One of the provisions blocked by the court, Section 3, made it a crime under state law for immigrants to fail to carry “registration” papers issued by the federal government. Another, Section 5(C), made it a crime for immigrants without employment authorization documents to seek or perform work in Arizona. A third, Section 6, gave local police authority to arrest immigrants – including those with green cards – for having previously committed an offense making them removable from the country.
While the legal rationale varied for each section, the majority struck down all three provisions upon finding them to violate federal law or otherwise disrupt the framework created by Congress. (In a partially dissenting opinion, Justice Samuel Alito said that he, too, believed that Section 3 should be overturned.)

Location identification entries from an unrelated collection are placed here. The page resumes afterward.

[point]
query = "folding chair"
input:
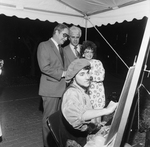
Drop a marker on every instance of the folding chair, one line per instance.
(53, 125)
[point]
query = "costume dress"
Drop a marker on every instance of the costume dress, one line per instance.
(96, 89)
(75, 103)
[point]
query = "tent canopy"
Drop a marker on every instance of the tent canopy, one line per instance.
(78, 12)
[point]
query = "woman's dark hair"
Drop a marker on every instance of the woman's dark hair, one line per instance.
(90, 45)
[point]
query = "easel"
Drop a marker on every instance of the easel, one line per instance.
(118, 128)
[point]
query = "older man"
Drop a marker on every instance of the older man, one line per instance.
(72, 51)
(52, 83)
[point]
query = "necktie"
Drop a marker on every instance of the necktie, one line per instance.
(77, 53)
(61, 53)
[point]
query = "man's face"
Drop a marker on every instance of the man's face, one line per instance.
(74, 38)
(83, 78)
(62, 36)
(88, 54)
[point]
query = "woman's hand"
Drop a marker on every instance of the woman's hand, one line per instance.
(112, 106)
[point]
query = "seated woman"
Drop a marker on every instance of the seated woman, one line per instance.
(77, 111)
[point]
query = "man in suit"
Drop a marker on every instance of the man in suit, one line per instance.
(52, 81)
(72, 51)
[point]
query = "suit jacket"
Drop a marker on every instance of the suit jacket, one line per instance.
(70, 56)
(51, 66)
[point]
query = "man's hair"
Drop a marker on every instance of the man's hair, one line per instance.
(75, 28)
(60, 27)
(88, 45)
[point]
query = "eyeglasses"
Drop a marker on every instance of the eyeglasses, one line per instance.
(65, 35)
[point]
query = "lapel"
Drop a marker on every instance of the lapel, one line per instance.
(71, 56)
(54, 48)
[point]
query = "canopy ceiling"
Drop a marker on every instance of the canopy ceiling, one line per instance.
(98, 12)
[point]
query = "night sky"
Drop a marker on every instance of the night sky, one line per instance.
(19, 39)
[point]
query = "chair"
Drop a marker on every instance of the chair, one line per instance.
(53, 125)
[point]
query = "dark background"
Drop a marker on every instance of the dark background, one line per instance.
(19, 39)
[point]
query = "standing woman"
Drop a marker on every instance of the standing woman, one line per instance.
(96, 89)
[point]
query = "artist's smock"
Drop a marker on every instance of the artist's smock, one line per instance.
(75, 103)
(96, 89)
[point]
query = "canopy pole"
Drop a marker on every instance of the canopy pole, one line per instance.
(109, 44)
(86, 21)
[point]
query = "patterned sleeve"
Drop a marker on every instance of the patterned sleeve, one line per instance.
(97, 70)
(73, 108)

The only provision to survive Monday’s ruling was Section 2(B), which requires Arizona police to try to determine the immigration status of people they stop or arrest if “reasonable suspicion” exists that the person in custody is unlawfully present. (The provision received extensive media attention due to widespread concerns that it could invite racial profiling.)

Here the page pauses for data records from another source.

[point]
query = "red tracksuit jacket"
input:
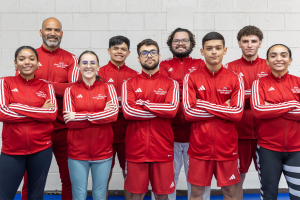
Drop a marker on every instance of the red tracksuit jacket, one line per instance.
(27, 127)
(116, 75)
(213, 135)
(150, 102)
(57, 66)
(177, 68)
(250, 71)
(90, 135)
(279, 125)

But despite what some supporters of the law have suggested, the majority did not find this provision to be immune from legal challenge. Rather, the court found the provision so confusingly written that Arizona courts should have an opportunity to interpret it first.
And, in a tacit invitation to future litigants, the court noted that it was not foreclosing future challenges based on racial profiling or other legal claims. Thus, while the injunction against Section 2(B) was reversed in theory, Arizona will invite many additional lawsuits if it is applied in practice.
But perhaps the greatest vindication for opponents of SB 1070 was the court’s recognition of the importance of prosecutorial discretion, or the notion that law enforcement officials have inherent leeway not to enforce the law to its fullest extent.